The measure is analogous to the price-earnings ratio for stocks, said San Francisco Fed research adviser Kevin Lansing, and “we know that when price/earnings for stocks gets way above its long-run average, that’s a reason to worry about bubbly asset prices.”

“The claim was, in 2002-2003, that the Fed left interest rates too low for too long,” said Morris Davis, academic director of the Center for Real Estate Studies at Rutgers Business School in Newark, New Jersey. Now, “what Fed policy makers will ask is: what is the natural place that this rent- price ratio should be?”

The ratio hasn’t yet reached the danger zone, Lansing said, because conditions didn’t really get frothy until 2004 or 2005. Even so, the Fed is acutely aware that waiting for unbalanced conditions to form can mean waiting too long: In 2009 then-San Francisco Fed President Janet Yellen said what had “become patently obvious is that not dealing with certain kinds of bubbles before they get big can have grave consequences.”

It’s also true that rising prices paired with low interest rates can encourage risky lending, Lansing said. Even so, the run-up in leverage that came alongside home price appreciation back in the 2000’s isn’t replaying yet, a fact in which Fed officials can take heart.

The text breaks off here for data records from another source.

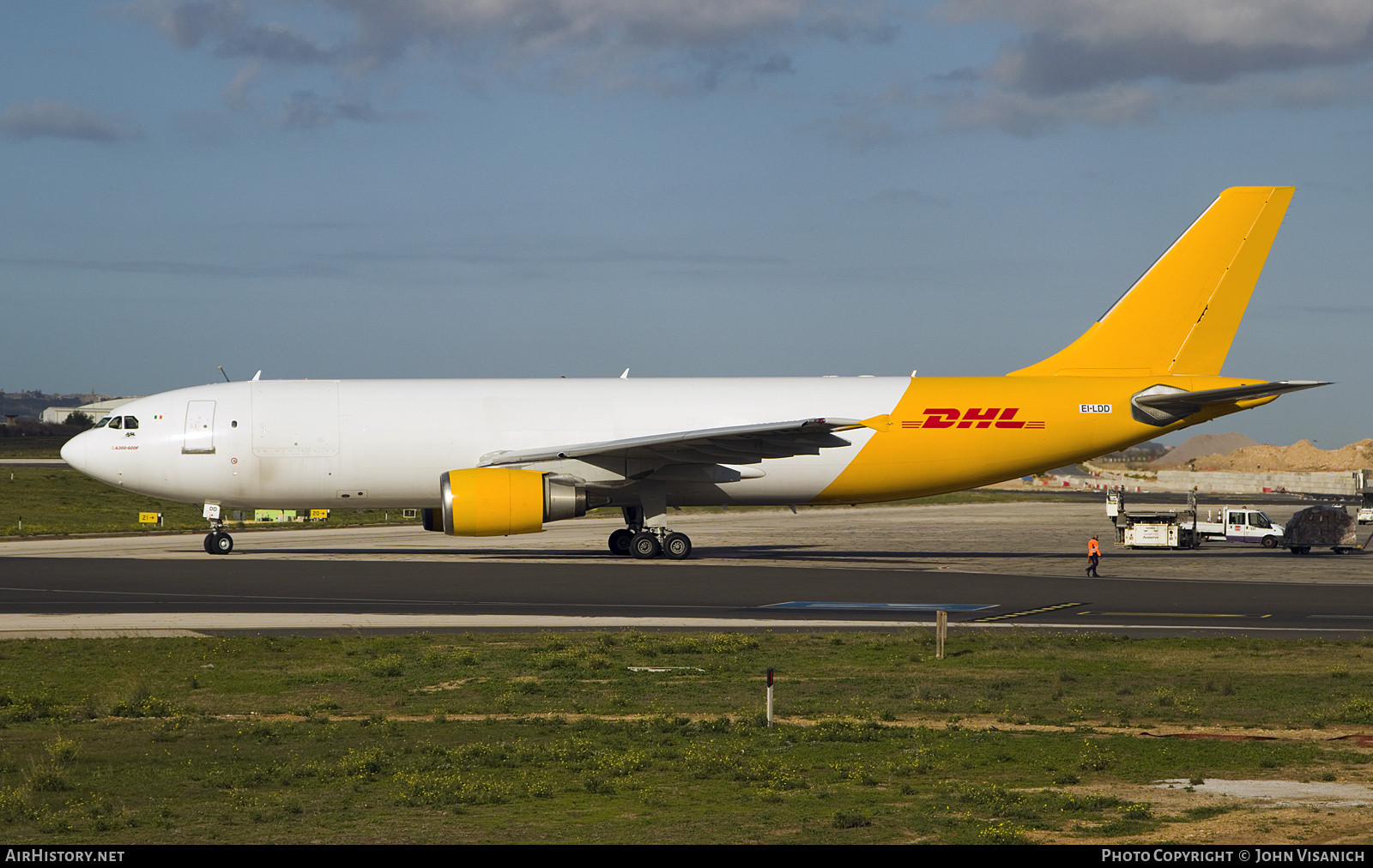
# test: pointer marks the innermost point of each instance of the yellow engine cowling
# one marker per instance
(496, 502)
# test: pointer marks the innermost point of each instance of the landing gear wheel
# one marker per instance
(677, 546)
(644, 546)
(620, 541)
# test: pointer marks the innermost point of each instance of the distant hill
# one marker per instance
(1206, 444)
(29, 406)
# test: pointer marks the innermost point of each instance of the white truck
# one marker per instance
(1184, 529)
(1242, 525)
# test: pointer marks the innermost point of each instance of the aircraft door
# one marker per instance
(199, 429)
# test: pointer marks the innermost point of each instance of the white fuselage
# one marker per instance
(283, 444)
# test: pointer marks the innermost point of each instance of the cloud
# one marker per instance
(45, 117)
(237, 93)
(309, 110)
(166, 267)
(610, 43)
(1119, 61)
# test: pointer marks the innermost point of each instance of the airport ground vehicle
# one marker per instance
(1185, 529)
(496, 458)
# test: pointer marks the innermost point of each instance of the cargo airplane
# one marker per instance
(494, 458)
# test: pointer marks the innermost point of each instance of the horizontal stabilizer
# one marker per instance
(1167, 404)
(746, 444)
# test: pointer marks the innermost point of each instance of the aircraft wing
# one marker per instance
(746, 444)
(1181, 402)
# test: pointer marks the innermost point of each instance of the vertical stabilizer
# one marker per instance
(1182, 313)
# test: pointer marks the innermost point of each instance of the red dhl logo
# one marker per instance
(975, 416)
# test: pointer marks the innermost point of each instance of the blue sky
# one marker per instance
(683, 187)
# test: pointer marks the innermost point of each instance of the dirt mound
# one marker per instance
(1299, 456)
(1205, 444)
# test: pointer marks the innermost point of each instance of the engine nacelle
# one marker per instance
(496, 502)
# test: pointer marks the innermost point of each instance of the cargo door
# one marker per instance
(199, 429)
(295, 419)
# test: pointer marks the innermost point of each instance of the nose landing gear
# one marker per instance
(217, 541)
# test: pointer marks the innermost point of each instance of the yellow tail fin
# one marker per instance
(1182, 313)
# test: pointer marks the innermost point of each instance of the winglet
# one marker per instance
(1181, 316)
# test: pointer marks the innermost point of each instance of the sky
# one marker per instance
(391, 189)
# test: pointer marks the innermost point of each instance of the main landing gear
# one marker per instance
(647, 543)
(217, 541)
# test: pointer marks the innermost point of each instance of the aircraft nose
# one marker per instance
(75, 452)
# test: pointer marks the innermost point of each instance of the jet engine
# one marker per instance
(496, 502)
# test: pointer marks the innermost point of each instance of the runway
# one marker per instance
(72, 596)
(992, 566)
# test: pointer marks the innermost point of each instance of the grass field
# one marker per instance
(32, 447)
(553, 738)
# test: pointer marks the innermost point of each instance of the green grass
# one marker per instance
(551, 738)
(32, 447)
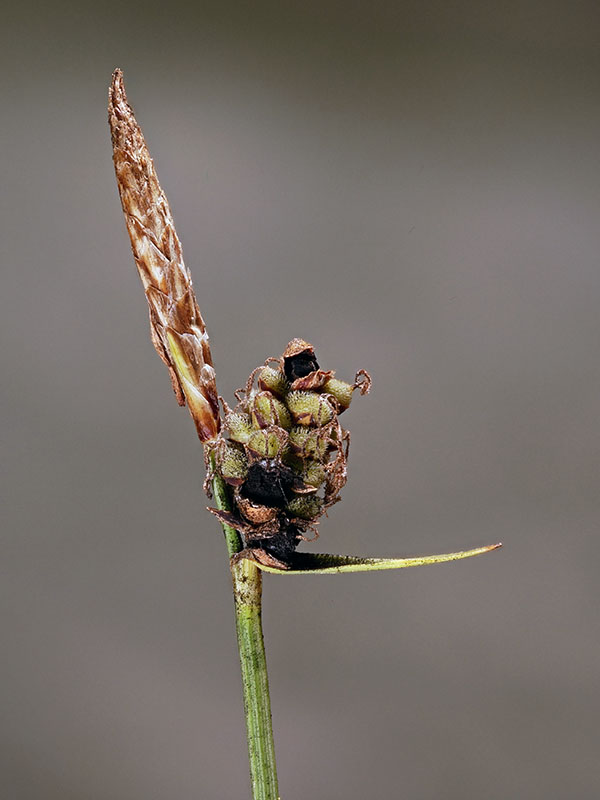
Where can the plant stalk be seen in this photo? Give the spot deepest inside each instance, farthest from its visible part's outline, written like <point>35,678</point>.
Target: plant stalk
<point>247,591</point>
<point>247,594</point>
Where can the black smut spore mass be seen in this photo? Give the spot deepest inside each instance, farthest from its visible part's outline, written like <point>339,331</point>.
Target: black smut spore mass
<point>282,545</point>
<point>299,366</point>
<point>268,484</point>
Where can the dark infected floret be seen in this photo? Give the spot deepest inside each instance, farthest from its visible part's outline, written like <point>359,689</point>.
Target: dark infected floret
<point>268,483</point>
<point>281,546</point>
<point>300,365</point>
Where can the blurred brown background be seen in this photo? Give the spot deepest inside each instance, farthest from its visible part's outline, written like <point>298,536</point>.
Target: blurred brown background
<point>414,187</point>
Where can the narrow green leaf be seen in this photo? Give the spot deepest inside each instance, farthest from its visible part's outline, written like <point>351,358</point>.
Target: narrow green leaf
<point>326,564</point>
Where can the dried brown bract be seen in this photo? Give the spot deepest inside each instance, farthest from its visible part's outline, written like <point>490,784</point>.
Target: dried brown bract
<point>283,452</point>
<point>177,328</point>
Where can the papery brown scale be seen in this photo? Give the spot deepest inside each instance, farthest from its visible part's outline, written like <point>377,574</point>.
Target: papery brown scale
<point>177,328</point>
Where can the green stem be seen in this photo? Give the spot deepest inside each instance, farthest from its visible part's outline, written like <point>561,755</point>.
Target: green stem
<point>247,593</point>
<point>247,590</point>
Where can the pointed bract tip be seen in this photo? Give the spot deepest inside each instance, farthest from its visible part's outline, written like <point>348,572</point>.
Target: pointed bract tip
<point>116,91</point>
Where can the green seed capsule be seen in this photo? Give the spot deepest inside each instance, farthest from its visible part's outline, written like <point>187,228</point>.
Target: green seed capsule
<point>233,464</point>
<point>309,442</point>
<point>341,390</point>
<point>273,380</point>
<point>313,474</point>
<point>268,442</point>
<point>305,507</point>
<point>268,410</point>
<point>295,463</point>
<point>308,408</point>
<point>239,427</point>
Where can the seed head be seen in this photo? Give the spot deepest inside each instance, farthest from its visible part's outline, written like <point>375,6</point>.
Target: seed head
<point>283,452</point>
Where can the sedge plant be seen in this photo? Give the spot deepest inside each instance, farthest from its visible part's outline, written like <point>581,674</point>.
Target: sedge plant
<point>275,462</point>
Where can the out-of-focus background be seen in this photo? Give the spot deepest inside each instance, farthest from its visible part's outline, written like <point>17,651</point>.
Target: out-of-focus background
<point>413,187</point>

"Now we have a few little pockets, areas of concern, but they seem to be pretty small, and the leverage that we see in the economy now doesn’t seem to be very pronounced,” New York Fed President William C. Dudley said Monday at a Wall Street Journal forum, responding to a question about whether he’s worried that bubbles are forming in areas including real estate and automobiles. Conditions "are not any reason for a great level of concern at this point."


Yellen’s View


Dudley isn’t alone in being untroubled by asset prices: Chair Yellen called the residential real-estate market “very depressed” in September, referencing housing starts, which remain subdued. In its July semiannual report to Congress, the Fed said residential valuation measures were close to historical norms but mentioned that “valuation pressures in commercial real estate are rising as commercial property prices continue to increase rapidly.”

From his seat at the San Francisco Fed, Williams has a bird’s-eye view of one of the hottest housing markets in the country, which may inform his assessment. The Bay Area is so expensive that some -- including Jeff Hanlon, 41, and his husband Rem Jurado, 25 -- are cashing out.

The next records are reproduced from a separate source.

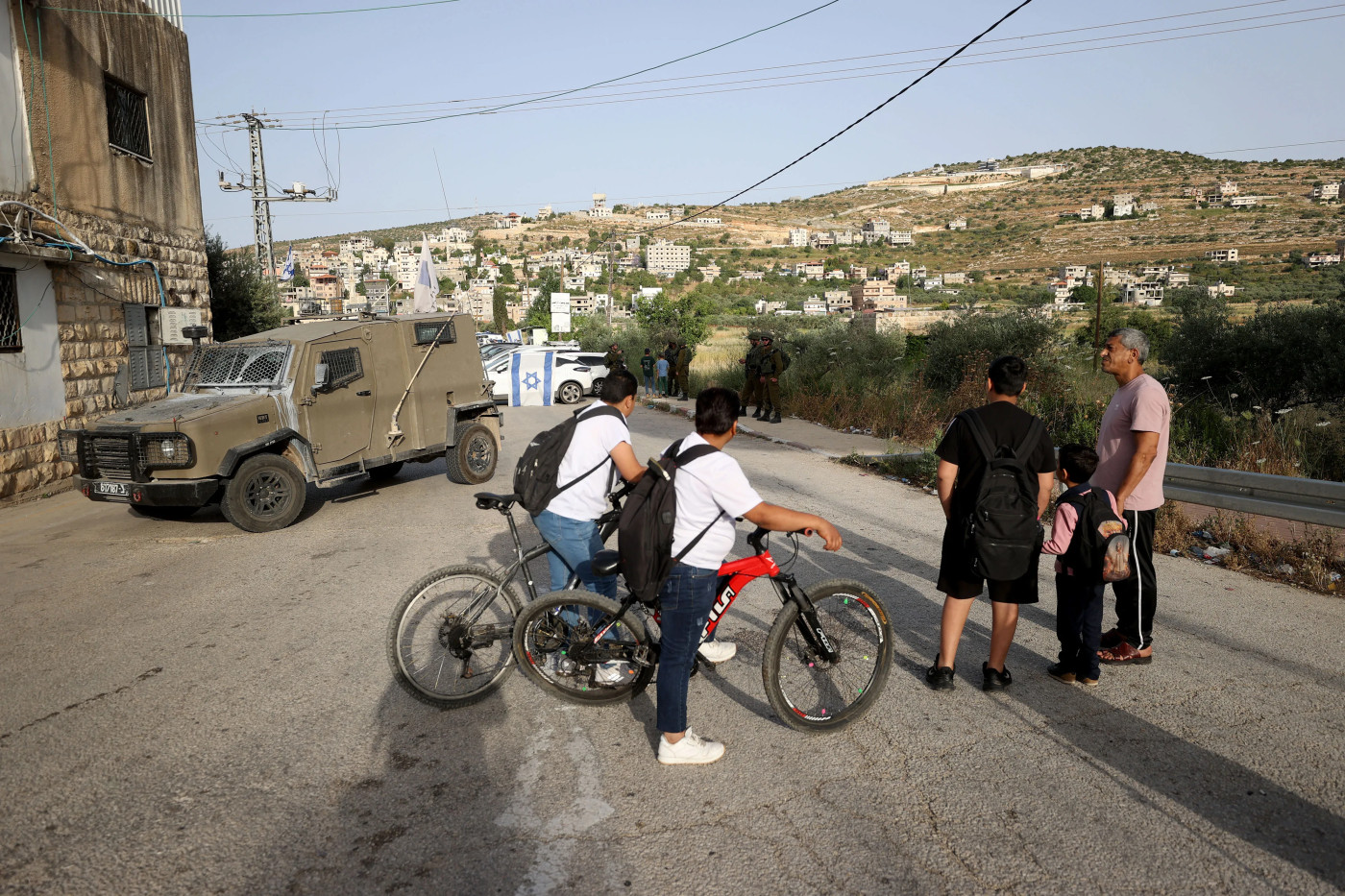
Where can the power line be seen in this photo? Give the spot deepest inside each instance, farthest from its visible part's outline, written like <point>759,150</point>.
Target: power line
<point>800,80</point>
<point>853,124</point>
<point>1281,145</point>
<point>259,15</point>
<point>383,108</point>
<point>572,90</point>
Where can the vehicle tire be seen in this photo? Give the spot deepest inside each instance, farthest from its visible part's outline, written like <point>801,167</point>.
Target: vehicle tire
<point>571,393</point>
<point>266,493</point>
<point>473,459</point>
<point>811,694</point>
<point>163,513</point>
<point>428,637</point>
<point>386,472</point>
<point>553,647</point>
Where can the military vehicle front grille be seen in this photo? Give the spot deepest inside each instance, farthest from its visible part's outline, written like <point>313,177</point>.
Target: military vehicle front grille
<point>111,456</point>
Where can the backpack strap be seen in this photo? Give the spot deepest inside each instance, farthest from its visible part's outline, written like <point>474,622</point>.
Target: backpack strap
<point>978,433</point>
<point>682,459</point>
<point>605,410</point>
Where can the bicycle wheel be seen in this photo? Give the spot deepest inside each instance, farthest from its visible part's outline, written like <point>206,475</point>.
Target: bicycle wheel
<point>451,638</point>
<point>554,646</point>
<point>810,693</point>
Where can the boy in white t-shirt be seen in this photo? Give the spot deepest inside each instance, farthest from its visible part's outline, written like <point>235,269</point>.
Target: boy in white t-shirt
<point>599,451</point>
<point>710,493</point>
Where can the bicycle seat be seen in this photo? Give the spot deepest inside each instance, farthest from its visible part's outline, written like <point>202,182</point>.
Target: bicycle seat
<point>488,500</point>
<point>605,563</point>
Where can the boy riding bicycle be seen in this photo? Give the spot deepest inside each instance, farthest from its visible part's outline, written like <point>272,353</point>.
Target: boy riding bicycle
<point>712,492</point>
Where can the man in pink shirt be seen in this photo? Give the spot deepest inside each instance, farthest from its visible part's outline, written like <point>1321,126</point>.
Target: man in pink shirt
<point>1132,459</point>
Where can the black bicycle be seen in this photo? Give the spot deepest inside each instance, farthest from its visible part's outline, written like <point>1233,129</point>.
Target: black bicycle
<point>824,664</point>
<point>450,641</point>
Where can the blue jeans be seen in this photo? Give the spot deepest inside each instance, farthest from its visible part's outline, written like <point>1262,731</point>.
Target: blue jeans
<point>574,545</point>
<point>686,599</point>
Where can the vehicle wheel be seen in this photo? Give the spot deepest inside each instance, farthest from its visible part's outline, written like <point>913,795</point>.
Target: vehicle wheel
<point>473,459</point>
<point>266,493</point>
<point>553,644</point>
<point>163,513</point>
<point>569,393</point>
<point>810,693</point>
<point>451,640</point>
<point>386,472</point>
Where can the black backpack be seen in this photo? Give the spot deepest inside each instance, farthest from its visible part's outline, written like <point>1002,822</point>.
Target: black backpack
<point>1099,550</point>
<point>1004,532</point>
<point>645,533</point>
<point>537,470</point>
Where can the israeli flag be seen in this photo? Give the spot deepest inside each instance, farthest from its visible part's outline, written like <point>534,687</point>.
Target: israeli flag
<point>530,378</point>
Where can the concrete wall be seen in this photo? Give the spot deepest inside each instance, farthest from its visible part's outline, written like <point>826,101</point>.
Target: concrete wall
<point>123,207</point>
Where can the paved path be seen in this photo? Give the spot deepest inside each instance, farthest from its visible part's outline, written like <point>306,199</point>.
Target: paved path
<point>191,709</point>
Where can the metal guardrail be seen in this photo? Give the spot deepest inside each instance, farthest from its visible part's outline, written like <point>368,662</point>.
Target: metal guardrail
<point>1310,500</point>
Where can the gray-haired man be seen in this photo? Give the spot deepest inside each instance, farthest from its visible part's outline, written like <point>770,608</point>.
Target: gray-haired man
<point>1132,459</point>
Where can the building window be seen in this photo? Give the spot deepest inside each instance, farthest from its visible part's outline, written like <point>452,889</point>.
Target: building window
<point>11,326</point>
<point>128,118</point>
<point>147,358</point>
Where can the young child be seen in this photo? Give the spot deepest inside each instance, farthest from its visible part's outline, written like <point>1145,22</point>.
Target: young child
<point>1078,601</point>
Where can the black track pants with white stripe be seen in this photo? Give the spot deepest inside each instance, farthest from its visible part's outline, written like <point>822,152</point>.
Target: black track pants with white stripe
<point>1137,597</point>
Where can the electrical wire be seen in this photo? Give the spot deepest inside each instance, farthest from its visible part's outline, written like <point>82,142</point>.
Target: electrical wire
<point>800,80</point>
<point>596,84</point>
<point>262,15</point>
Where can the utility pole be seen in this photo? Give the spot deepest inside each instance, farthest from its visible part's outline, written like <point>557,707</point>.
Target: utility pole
<point>262,244</point>
<point>1098,315</point>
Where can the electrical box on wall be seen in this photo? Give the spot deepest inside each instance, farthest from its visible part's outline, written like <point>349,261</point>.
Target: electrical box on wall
<point>171,322</point>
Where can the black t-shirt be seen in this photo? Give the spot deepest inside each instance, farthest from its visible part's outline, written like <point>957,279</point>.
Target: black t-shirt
<point>1008,425</point>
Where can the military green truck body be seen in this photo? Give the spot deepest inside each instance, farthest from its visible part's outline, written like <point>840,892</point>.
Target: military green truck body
<point>258,417</point>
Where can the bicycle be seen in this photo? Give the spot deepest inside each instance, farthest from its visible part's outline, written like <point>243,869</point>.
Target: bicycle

“The prices have skyrocketed, and what you could get for the money was basically soul-destroying,” said Hanlon, who moved to Richmond this March, buying a $710,000, five-bedroom house with nine fireplaces, 3.5 bathrooms and hardwood floors instead of the one-bedroom condo he thought he could afford in the Bay Area. Hanlon and a previous partner sold their property last year into what he called a “voracious market.”

Even if imbalances are arising, there may be a limit to what the Fed can do with monetary policy to prevent real estate from overheating.